Utilities

Using MHAP extras

In addition to the main overlapping algorithm, MHAP indcludes several utilities for validating overlaps and simulating data.

Validating overlaps

Assuming you have a mapping of sequences to a truth (such as a reference genome) in BLASR’s M4 format, you can validate overlaps using MHAP’s EstimateROC utility which will compute PPV/Sensitivity/Specificity:

$ java -cp mhap-2.0.jar edu.umd.marbl.mhap.main.EstimateROC <reference mapping M4> <overlaps M4/MHAP> <fasta of sequences> [minimum overlap length to evaluate] [number of random trials] [use dynamic programming] [verbose]

The default minimum overlap length is 2000 and default number of trials is 10000. This will estimate sensitivity/specificity to within 1%. It can be increased at the expense of runtime. Specifying 0 will examine all possible N^2 overlap pairs.

If the dynamic programming is turned on (by typing true for the parameter), overlaps not present in the reference mapping will be confirmed if a Smith-Watermann alignment can identify the overlap specified.

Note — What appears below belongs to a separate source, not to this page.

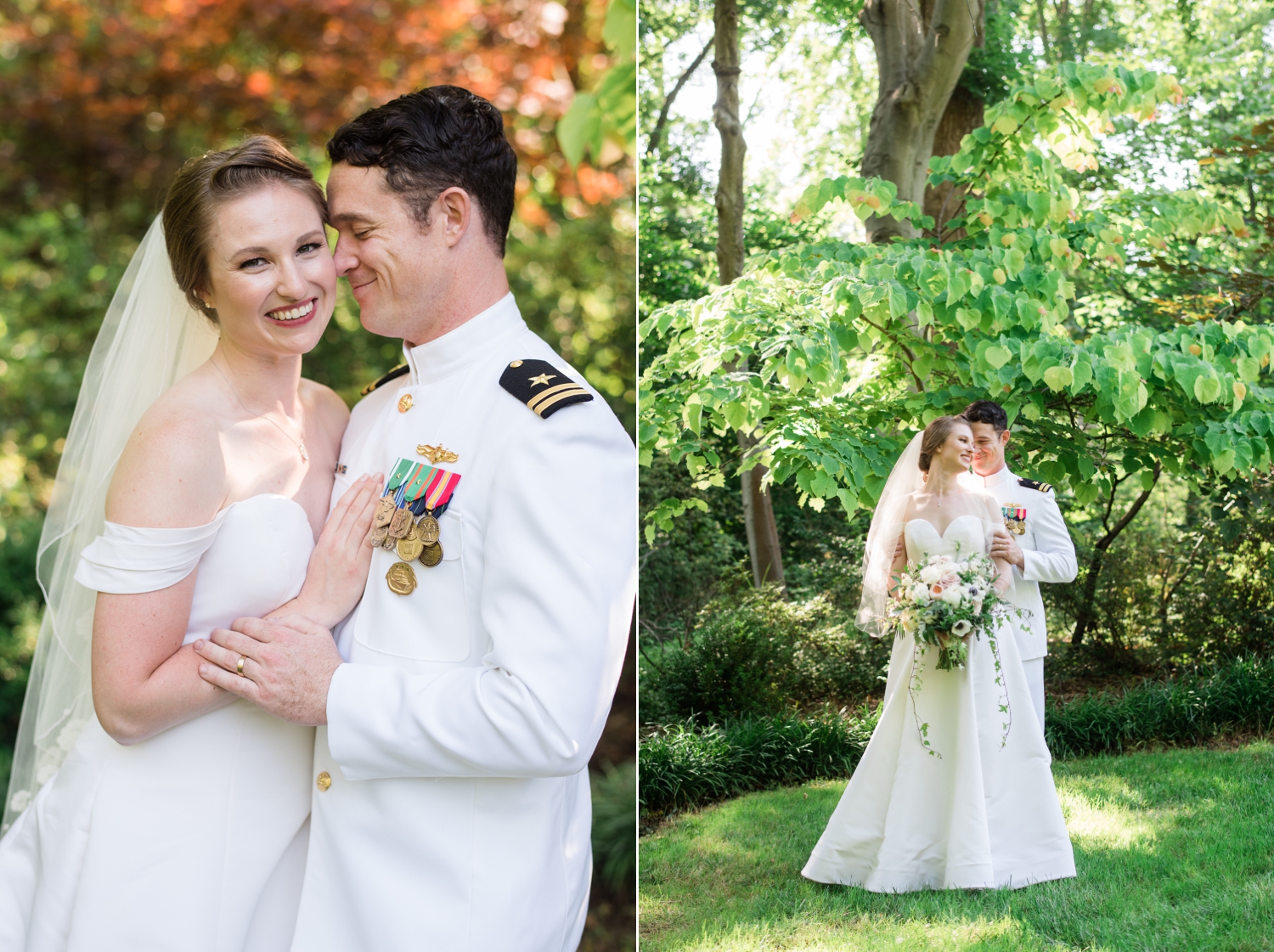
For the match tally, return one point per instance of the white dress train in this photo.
(193, 840)
(981, 814)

This step requires the SSW Library to be separately compiled and installed:

$ wget https://github.com/mengyao/Complete-Striped-Smith-Waterman-Library/archive/master.zip
$ unzip master.gip && cd  Complete-Striped-Smith-Waterman-Library-master/src
$ make all
$ cd /full/path/to/mhap/target/lib
$ ln -s /full/path/to/Complete-Striped-Smith-Waterman-Library-master/src/libsswjni.so

Now, you can run the EstimateROC command above.

Simulating Data

MHAP includes a tool to simulate sequencing data with random error as well as estimate Jaccard similarity for the simulated data.

$ java -cp mhap-2.0.jar edu.umd.marbl.mhap.main.KmerStatSimulator <# sequences> <sequence length (bp)> <insertion error rate> <deletion error rate> <substitution error rate> [reference genome]

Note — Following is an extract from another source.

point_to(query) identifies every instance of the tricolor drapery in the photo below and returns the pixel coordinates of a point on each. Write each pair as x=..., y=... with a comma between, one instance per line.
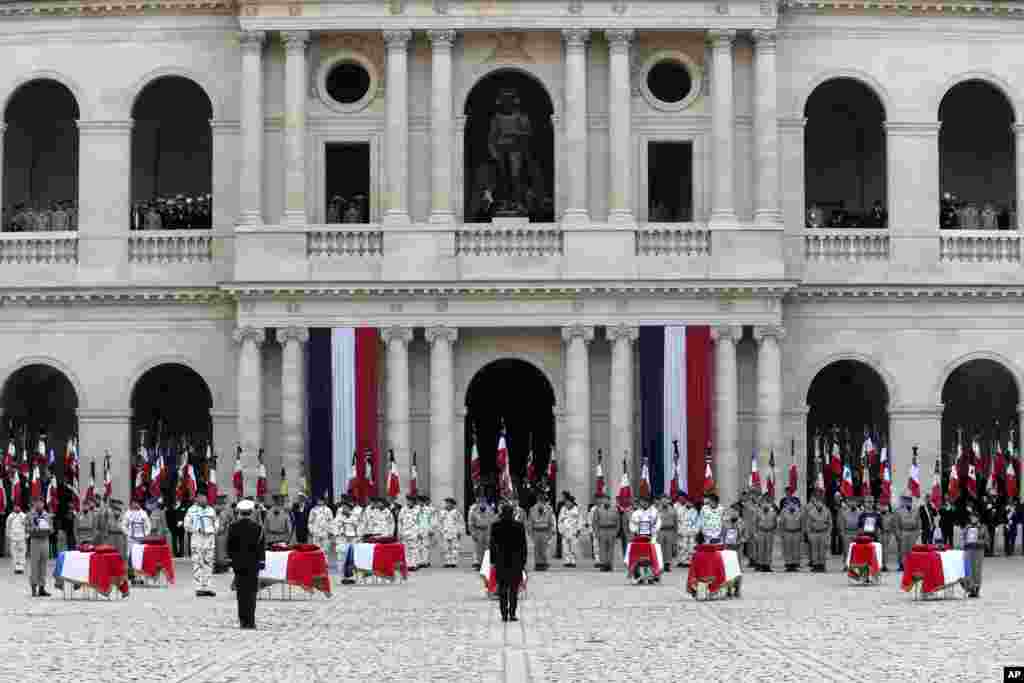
x=675, y=402
x=341, y=387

The error rates must be between 0 and 1 and are additive. Specifying 10% insertion, 2% deletion, and 1% substitution will result in sequences with a 13% error rate. If no reference sequence is given, completely random sequences are generated and errors added. Otherwise, random sequences are drawn from the reference and errors added. Errors are added randomly with no bias.

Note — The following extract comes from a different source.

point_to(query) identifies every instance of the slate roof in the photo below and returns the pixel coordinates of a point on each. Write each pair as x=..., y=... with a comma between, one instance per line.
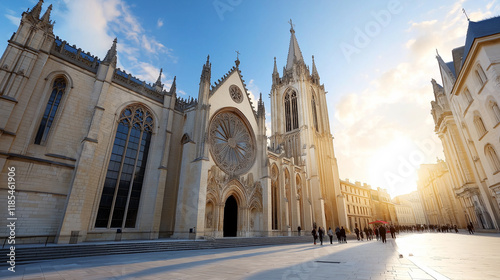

$  java -cp mhap-2.0.jar edu.umd.marbl.mhap.main.KmerStatSimulator <# trials> <kmer size> <sequence length> <overlap length> <insertion error rate> <deletion error rate> <substitution error rate> [one-sided error] [reference genome] [kmer filter]

This usage will output a distribution of Jaccard similarity between a pair of overlapping sequences with the specified error rate (when using the specified k-mer size) and two random sequences of the same length. If no reference sequence is given, completely random sequences are generated and errors added, otherwise sequences are drawn from the reference. When one-sided error is specified (by typing true for the parameter), only one of the two sequences will have error simulated, matching a mapping of a noisy sequence to a reference. If a set of k-mers for filtering is given, they are excluded when computing Jaccard similarity, both between random and overlapping sequences.